Repenser la coopération

Si l’auteur analyse longuement les échecs successifs de la coopération, il ne considère pas pour autant que l’heure soit venue d’abandonner toute forme de coopération en Afrique: «Au niveau macroéconomique, celle-ci représente un apport de devises, qui permet au pays d’importer. Quand des États ont été frappés par des sanctions, ce ne sont pas tellement les populations qui ont été les plus touchées, mais les systèmes d’importation.

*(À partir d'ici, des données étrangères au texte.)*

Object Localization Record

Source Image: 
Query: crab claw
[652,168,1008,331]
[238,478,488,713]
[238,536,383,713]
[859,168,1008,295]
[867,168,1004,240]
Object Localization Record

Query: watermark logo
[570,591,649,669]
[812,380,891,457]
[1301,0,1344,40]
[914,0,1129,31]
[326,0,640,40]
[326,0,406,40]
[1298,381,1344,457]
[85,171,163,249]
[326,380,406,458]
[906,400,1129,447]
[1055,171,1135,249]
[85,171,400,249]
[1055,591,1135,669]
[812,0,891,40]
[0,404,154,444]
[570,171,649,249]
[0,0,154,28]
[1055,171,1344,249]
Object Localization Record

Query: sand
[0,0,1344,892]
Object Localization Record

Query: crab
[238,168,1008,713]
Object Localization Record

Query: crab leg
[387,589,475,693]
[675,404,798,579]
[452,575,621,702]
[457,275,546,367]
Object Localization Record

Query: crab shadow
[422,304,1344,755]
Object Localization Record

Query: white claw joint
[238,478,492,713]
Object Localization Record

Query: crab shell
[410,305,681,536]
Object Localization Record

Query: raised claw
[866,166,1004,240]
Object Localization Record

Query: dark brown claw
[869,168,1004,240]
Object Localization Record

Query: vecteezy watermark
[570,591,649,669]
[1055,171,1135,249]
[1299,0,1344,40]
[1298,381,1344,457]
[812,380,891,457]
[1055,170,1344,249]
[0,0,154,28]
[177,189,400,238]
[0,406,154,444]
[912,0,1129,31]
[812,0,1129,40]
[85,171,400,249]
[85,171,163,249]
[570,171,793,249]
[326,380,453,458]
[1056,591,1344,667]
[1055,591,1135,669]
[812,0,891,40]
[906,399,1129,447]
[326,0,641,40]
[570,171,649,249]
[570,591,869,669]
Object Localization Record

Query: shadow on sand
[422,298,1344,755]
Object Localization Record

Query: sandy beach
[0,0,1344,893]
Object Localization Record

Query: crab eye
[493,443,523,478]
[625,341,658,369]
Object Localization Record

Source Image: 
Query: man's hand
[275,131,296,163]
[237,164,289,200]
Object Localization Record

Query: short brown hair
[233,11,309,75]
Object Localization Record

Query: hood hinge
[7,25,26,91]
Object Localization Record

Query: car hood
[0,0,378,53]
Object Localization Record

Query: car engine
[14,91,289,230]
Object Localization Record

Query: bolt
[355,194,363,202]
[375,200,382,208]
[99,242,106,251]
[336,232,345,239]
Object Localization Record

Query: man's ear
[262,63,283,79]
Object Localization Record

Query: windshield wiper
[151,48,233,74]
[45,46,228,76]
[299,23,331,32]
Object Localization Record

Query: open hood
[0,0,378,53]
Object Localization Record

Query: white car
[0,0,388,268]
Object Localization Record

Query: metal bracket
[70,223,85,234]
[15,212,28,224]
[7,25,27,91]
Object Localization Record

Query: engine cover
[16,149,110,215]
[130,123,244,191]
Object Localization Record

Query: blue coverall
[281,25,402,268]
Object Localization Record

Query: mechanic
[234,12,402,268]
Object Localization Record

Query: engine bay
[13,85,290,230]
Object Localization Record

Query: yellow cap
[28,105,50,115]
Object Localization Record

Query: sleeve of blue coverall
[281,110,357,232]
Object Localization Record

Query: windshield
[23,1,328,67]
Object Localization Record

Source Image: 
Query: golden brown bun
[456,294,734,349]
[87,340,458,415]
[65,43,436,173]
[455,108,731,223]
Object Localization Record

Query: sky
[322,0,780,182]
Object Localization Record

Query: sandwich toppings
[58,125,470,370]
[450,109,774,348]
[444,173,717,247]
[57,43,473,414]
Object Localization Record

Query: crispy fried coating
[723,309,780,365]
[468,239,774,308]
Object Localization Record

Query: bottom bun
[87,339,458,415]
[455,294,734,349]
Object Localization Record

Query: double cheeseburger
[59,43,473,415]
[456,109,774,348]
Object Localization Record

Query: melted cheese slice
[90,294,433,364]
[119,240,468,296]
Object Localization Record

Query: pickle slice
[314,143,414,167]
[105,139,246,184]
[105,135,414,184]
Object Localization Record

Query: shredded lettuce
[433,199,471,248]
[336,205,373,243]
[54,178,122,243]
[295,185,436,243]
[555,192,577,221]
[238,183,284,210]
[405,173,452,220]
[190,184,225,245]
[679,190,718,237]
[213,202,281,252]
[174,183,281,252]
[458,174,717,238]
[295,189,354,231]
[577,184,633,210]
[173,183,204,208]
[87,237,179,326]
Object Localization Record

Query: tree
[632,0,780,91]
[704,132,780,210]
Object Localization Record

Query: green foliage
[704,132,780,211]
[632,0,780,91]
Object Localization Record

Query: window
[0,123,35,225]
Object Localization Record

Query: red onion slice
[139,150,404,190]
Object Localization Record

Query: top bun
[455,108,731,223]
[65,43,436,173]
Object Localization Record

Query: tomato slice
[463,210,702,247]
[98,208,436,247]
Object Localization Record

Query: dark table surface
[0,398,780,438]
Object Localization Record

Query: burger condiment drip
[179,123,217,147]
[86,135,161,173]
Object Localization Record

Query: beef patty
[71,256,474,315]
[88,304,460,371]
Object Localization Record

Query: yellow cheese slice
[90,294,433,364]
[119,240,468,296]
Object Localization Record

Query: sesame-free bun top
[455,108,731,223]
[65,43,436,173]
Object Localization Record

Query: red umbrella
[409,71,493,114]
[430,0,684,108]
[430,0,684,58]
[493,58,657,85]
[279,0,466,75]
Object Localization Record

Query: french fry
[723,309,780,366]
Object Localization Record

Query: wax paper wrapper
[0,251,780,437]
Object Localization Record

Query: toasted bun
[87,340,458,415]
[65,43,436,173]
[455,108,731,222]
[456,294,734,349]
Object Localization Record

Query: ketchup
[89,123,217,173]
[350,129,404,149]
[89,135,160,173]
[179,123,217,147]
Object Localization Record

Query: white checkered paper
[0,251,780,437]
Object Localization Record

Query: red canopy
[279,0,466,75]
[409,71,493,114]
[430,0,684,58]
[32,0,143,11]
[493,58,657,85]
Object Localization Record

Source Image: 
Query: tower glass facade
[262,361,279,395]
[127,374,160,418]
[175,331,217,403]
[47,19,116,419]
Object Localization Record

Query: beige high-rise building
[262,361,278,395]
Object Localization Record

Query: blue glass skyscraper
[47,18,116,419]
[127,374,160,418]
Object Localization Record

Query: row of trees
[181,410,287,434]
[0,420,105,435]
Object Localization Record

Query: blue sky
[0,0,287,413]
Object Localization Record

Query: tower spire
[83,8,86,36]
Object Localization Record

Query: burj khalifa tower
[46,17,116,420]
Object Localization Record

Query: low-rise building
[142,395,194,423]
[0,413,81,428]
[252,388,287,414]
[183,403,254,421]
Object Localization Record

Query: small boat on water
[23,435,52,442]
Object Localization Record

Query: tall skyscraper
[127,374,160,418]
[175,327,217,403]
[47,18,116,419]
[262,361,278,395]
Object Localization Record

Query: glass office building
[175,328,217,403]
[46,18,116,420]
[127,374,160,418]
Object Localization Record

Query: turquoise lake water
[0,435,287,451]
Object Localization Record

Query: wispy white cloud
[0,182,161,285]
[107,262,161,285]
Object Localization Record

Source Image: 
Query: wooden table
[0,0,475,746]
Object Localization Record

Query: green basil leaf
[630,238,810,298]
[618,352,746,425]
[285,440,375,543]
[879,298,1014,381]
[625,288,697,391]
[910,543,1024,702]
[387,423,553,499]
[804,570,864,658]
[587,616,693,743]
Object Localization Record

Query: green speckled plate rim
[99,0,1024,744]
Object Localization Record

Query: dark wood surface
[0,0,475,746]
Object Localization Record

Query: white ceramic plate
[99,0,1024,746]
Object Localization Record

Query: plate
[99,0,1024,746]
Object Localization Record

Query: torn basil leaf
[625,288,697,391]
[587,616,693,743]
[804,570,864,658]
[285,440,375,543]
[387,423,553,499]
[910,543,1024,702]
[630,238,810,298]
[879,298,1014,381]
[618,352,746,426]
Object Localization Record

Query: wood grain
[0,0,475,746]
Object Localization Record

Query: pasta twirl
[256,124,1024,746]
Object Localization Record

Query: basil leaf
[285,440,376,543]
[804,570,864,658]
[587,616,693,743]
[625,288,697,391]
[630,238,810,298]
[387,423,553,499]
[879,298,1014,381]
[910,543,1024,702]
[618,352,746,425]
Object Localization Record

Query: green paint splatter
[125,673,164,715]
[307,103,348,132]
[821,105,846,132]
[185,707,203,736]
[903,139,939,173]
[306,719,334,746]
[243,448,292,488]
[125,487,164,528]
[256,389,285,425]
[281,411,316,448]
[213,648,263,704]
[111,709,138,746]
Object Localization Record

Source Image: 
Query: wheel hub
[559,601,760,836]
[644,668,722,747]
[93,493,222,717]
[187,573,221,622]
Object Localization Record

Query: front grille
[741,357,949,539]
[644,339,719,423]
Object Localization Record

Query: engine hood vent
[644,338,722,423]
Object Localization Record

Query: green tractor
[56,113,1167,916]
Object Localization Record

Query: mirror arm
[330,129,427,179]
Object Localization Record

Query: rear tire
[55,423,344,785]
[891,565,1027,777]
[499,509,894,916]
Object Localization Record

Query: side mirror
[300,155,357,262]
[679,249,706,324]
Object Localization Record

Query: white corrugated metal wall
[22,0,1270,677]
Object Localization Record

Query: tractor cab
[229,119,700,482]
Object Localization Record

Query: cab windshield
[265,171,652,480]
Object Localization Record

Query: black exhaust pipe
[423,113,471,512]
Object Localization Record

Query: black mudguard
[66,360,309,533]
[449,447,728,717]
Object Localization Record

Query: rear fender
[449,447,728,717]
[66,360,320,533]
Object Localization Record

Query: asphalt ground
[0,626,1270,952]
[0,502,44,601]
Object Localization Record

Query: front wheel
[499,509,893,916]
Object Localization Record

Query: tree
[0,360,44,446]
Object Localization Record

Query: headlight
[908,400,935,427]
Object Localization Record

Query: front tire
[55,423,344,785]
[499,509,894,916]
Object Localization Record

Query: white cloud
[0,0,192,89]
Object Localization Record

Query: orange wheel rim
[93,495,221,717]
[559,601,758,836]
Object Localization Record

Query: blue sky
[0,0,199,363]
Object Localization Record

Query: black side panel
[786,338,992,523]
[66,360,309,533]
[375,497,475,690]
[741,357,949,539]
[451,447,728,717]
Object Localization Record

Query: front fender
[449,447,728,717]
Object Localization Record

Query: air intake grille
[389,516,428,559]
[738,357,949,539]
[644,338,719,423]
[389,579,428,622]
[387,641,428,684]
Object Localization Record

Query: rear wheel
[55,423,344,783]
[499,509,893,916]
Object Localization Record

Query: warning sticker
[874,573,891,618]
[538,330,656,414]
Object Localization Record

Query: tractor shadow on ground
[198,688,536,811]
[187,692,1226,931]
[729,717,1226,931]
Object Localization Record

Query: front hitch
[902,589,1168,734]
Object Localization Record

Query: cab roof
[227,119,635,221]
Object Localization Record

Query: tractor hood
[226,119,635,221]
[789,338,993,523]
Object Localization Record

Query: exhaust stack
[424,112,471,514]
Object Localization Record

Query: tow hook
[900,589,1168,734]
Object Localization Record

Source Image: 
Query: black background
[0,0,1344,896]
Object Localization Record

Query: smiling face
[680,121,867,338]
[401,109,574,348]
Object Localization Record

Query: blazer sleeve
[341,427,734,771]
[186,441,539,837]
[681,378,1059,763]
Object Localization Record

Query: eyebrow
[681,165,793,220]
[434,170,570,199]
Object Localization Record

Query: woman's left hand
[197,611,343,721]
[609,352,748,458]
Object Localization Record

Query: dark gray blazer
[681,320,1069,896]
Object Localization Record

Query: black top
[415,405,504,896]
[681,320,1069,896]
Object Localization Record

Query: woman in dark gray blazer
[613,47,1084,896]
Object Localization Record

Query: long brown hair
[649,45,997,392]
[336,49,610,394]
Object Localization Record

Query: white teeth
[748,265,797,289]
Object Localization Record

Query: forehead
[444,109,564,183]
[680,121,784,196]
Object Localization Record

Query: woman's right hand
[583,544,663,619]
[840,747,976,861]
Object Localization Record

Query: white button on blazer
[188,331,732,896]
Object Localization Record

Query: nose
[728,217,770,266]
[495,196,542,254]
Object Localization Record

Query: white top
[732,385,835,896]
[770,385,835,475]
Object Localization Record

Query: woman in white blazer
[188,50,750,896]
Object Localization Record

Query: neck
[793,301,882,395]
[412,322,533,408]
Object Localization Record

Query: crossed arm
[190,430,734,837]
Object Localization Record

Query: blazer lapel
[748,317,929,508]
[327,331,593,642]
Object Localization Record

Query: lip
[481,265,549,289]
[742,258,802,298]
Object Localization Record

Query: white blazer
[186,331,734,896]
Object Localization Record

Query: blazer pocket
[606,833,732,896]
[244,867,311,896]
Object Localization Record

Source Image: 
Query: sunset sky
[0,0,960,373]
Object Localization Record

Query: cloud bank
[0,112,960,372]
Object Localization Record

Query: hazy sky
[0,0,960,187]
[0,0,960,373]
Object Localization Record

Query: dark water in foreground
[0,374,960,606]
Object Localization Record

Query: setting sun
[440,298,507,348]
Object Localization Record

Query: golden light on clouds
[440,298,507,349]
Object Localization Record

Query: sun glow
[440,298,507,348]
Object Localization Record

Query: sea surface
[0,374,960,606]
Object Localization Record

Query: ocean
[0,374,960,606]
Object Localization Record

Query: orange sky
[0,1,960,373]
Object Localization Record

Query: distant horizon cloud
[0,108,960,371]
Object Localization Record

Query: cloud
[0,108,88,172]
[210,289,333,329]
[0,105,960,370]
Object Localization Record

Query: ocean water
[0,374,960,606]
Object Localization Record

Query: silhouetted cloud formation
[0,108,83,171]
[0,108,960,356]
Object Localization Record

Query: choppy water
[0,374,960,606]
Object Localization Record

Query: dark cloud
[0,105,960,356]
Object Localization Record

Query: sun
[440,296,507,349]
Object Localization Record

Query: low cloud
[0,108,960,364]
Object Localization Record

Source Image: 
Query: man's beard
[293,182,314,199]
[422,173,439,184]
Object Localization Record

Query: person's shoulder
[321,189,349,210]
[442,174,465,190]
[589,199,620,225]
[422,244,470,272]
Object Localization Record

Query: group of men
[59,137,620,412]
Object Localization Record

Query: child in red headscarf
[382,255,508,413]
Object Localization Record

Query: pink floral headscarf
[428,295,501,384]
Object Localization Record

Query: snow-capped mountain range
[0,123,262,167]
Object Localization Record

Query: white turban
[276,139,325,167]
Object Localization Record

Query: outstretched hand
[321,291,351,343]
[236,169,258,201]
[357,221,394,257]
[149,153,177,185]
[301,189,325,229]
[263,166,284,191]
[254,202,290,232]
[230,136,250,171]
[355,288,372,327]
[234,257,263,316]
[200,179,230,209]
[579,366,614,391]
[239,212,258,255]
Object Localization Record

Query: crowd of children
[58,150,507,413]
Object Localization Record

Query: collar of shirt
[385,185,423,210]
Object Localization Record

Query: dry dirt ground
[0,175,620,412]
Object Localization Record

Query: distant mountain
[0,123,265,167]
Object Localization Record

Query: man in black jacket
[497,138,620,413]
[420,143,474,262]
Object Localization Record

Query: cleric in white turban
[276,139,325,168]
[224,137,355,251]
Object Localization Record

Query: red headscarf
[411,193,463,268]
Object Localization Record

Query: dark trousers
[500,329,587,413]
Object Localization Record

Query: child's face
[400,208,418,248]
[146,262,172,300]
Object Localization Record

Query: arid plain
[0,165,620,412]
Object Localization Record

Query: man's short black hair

L’inflation a tellement flambé que l’économie s’est effondrée.» Mais c’est néanmoins tout un système économique qui doit être repensé: «Aujourd’hui, c’est la Banque mondiale qui impose aux programmes africains d’être orientés vers le marché. Vouloir pousser le petit paysan vers ces marchés est une démarche coloniale, de multinationa­les qui veulent que la nourriture des paysans africains se retrouve en bourse, de telle sorte qu’ils ne soient plus en mesure de la contrôler. Finalement, l’aide au développement est structurée pour servir ce système. Mais les multinationales et la grande distribution gagnent plus de 90%de cet argent-là. Il faut réorganiser une coopération au développement basée sur l’agriculture africaine.»

Le poids des traditions

Là où l’ouvrage de Deogratias Niyonkuru interpelle particulièrement, c’est lorsqu’il aborde, en toute connaissance de cause, le fonctionnement de la société africaine dont les rouages ont échappé aux Occidentaux, de tous bords et de tous temps. L’auteur insiste notamment sur la solidarité qui est le cœur de la société africaine. Une solidarité entre individus et non pas d’inspiration entrepreneuriale. «On a totalement mis de côté les organisations traditionnelles qui sont d’une puissance inouïe», insiste l’auteur. «Un des mécanismes de solidarité de la société africaine, c’est la tontine. La personne qui reçoit la cagnotte est un individu, qui réalise une activité individuelle et le groupe ne sert que de canal. Mais en même temps quand une des personnes est en difficulté, elle est assistée. Ce sont des gens qui se connaissent, qui vivent ensemble. Au contraire de certaines organisations paysannes créées par le Nord où les gens ne se connaissent pas…»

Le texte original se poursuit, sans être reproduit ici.